In an attempt to assuage an increasingly worried public, Bangladesh Bank Governor Ahsan Mansur recently claimed that ongoing economic instability is due to investors waiting to “see what the next government will do.” Claiming it’s “natural” for them to want to “wait and talk” to the next administration.
These days, global capital rarely waits around to “see” what happens; it is the driving current of what makes things happen. It’s far from “natural” that investment in Bangladesh has stalled and Mansur’s claim papers over the reality that today, business in Bangladesh is far from booming.
Since coming to power, the Interim Government has at times acted against businesses and business leaders in ways that are highly questionable, if not downright constitutionally illegal.
Over the past year, observers have noted how Muhammad Yunus and Ahsan Mansur have acted in ways that seem to starkly violate businesses rights. Under their leadership, Bangladesh has seen the dissolution of the boards of 14 private banks in their first eight months in power and the seizing of shares and property – both in Bangladesh and abroad – despite thin evidence.
Looking at these conditions, global capital has been highly skeptical that Bangladesh is on the right track under the Interim Government.
In addition to these issues, the country’s economy has also faced ongoing hardships, and is now facing an uncertain future amid difficult US tariff negotiations – a process which has been far from smooth. Initially, the country faced a steep 37% tariff on all exports to the US, which sparked panic amongst many in the country’s keystone ready-made garment (RMG) industry. RMG makes up 11% of Bangladesh’s GDP and 80% of its export earnings; any tariff, let alone one as high as 37%, would have left millions of the largely female workforce jobless.
Bangladesh and the US have now negotiated the tariff rate down to 20%; giving the country an edge over India who will face a 50% tariff following Trump’s frustration with the country’s Russian oil purchases. But to get this deal over the line Bangladesh committed to buying 220,000 metric tons of wheat from the US at a significantly higher price than it pays for wheat from the Black Sea region. Additionally, the country agreed to order aircraft from Boeing.

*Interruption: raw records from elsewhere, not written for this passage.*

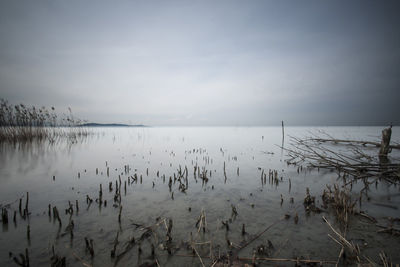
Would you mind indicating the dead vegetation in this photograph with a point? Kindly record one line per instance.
(347, 157)
(20, 123)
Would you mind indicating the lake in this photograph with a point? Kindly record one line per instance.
(143, 161)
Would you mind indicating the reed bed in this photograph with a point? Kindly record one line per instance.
(21, 123)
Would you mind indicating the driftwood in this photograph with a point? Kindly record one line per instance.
(351, 161)
(385, 144)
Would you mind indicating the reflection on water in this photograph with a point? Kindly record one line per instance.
(57, 174)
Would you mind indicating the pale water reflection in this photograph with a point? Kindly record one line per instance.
(58, 173)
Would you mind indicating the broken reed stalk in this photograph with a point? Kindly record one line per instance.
(343, 241)
(353, 161)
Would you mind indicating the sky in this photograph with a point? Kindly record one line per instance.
(205, 63)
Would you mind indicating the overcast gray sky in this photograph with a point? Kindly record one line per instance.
(205, 62)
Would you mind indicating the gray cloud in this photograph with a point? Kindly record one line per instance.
(205, 62)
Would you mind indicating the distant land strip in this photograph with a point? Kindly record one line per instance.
(92, 124)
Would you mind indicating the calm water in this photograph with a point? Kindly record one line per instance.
(31, 167)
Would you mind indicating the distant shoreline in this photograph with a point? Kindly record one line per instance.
(92, 124)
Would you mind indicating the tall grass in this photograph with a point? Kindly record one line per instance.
(20, 123)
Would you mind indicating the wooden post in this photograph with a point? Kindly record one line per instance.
(386, 134)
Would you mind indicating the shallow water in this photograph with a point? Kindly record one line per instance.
(31, 167)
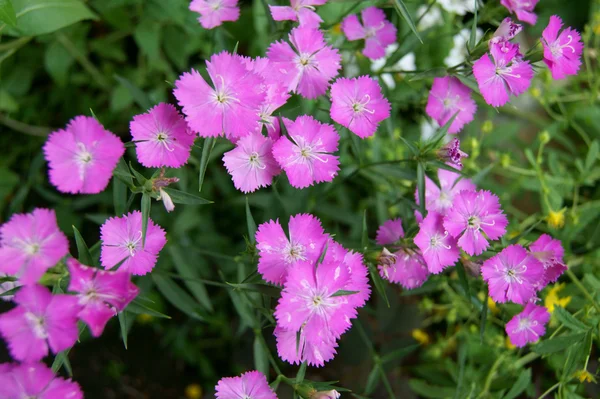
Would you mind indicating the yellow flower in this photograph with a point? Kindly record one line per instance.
(552, 300)
(421, 336)
(193, 391)
(556, 219)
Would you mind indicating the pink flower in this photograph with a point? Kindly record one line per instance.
(214, 12)
(440, 199)
(101, 294)
(523, 9)
(82, 156)
(40, 320)
(162, 137)
(231, 107)
(300, 11)
(250, 385)
(308, 67)
(277, 253)
(30, 244)
(438, 248)
(377, 31)
(390, 232)
(528, 326)
(550, 252)
(507, 74)
(37, 381)
(251, 163)
(307, 158)
(562, 53)
(359, 105)
(122, 242)
(448, 96)
(512, 275)
(472, 214)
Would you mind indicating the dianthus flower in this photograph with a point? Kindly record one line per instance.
(162, 137)
(230, 106)
(472, 214)
(277, 253)
(122, 242)
(37, 381)
(389, 232)
(30, 244)
(102, 294)
(439, 249)
(250, 385)
(522, 8)
(308, 67)
(251, 163)
(39, 320)
(550, 252)
(307, 158)
(512, 275)
(507, 74)
(82, 156)
(377, 31)
(302, 11)
(448, 96)
(528, 326)
(562, 53)
(214, 12)
(359, 105)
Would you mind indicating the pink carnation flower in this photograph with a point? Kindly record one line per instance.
(550, 252)
(512, 275)
(30, 244)
(101, 294)
(277, 253)
(307, 158)
(439, 249)
(359, 105)
(507, 74)
(231, 107)
(122, 242)
(389, 232)
(251, 163)
(472, 214)
(448, 96)
(162, 137)
(214, 12)
(528, 326)
(250, 385)
(562, 53)
(82, 156)
(35, 380)
(302, 11)
(308, 67)
(39, 320)
(522, 8)
(377, 31)
(440, 199)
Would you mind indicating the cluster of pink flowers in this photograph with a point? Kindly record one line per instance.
(323, 285)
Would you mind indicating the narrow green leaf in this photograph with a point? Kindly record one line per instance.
(209, 144)
(83, 251)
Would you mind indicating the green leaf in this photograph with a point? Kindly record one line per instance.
(83, 251)
(250, 224)
(7, 13)
(38, 17)
(176, 296)
(520, 385)
(181, 197)
(557, 343)
(403, 11)
(209, 144)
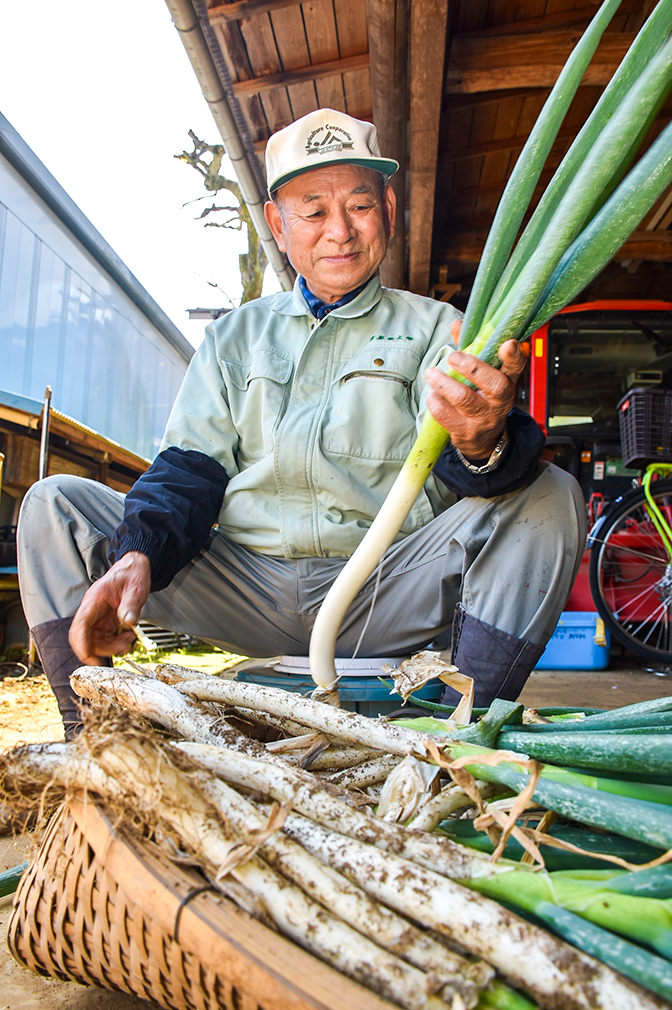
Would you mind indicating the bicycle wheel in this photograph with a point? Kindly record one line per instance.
(631, 575)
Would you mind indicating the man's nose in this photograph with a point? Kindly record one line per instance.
(341, 225)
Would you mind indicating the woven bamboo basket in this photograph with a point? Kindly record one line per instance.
(99, 907)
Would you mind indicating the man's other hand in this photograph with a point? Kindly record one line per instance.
(103, 624)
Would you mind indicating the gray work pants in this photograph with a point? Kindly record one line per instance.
(509, 561)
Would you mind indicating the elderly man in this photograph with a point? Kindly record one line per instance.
(292, 422)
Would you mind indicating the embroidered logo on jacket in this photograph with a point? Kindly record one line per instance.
(384, 336)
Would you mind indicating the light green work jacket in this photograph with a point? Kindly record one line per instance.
(312, 419)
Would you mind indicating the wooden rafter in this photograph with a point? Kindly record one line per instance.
(387, 29)
(238, 9)
(428, 23)
(300, 75)
(481, 64)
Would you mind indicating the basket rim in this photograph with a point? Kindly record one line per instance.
(270, 968)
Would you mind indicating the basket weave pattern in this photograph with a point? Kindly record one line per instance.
(72, 921)
(100, 907)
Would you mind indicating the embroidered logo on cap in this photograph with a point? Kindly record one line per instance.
(326, 139)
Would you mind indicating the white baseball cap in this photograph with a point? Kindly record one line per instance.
(324, 136)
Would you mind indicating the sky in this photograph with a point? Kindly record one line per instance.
(105, 96)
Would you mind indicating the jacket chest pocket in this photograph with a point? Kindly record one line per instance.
(257, 390)
(371, 413)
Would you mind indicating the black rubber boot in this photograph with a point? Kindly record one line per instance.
(498, 664)
(59, 662)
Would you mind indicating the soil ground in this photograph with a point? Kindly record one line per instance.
(28, 714)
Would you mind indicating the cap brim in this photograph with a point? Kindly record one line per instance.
(387, 166)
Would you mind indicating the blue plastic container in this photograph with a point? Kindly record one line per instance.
(360, 692)
(579, 641)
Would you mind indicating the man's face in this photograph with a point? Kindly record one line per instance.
(333, 223)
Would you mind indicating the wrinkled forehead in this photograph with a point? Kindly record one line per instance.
(326, 182)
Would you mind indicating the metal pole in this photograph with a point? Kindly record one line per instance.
(43, 438)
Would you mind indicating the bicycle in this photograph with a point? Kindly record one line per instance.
(631, 566)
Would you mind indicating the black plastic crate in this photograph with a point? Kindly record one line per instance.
(645, 421)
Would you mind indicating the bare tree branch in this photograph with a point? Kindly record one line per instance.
(206, 159)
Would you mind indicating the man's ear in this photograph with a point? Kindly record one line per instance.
(274, 221)
(390, 202)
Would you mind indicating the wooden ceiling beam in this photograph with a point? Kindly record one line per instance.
(428, 24)
(388, 34)
(300, 75)
(238, 9)
(580, 17)
(478, 64)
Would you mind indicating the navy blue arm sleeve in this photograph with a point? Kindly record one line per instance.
(170, 510)
(518, 464)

Bangladesh is also set to graduate from its status as a Least Developed Country (LDC). Whilst this may seem like progress, it also means that the country will lose out on benefits and preferential tariff rates which are only afforded to LDCs. Bangladesh has relied heavily on these preferential rates alongside support from international institutions such as the IMF, World Bank and ADB. However, the country has now received the final instalments of its IMF loan and has had all USAID withdrawn. This is creating a perfect storm of economic hardships for Bangladesh in the middle of an increasingly unstable global economy.
It’s not helpful then that the banking sector in Bangladesh is facing an ongoing crisis. The Interim Government has announced that in order to address the widespread presence of non-performing loans in the country, it intends to merge five Islamic banks into one, which has prompted concern from depositors, experts and taxpayers alike. Depositors have raised concerns about the safety of their money and have not been assuaged by the government’s assurances it will be safe. Experts have warned that this merger does not appear to have learned from the mistakes of previous ones, and the new bank may also end up with unstable loan portfolios and without clear aims. Taxpayers have raised their concerns following reports that these mergers are set to come at huge costs.
This combination of political and economic uncertainty is being felt across the country. Private credit appetite has fallen significantly, and a growing number of Bangladeshis are moving their money abroad.
Although Muhammad Yunus has finally announced that elections will take place in February 2026, there is still a great deal of unpredictability in the country’s future, as it will be a new type of government, under a new constitution and electoral system, that will take power next year.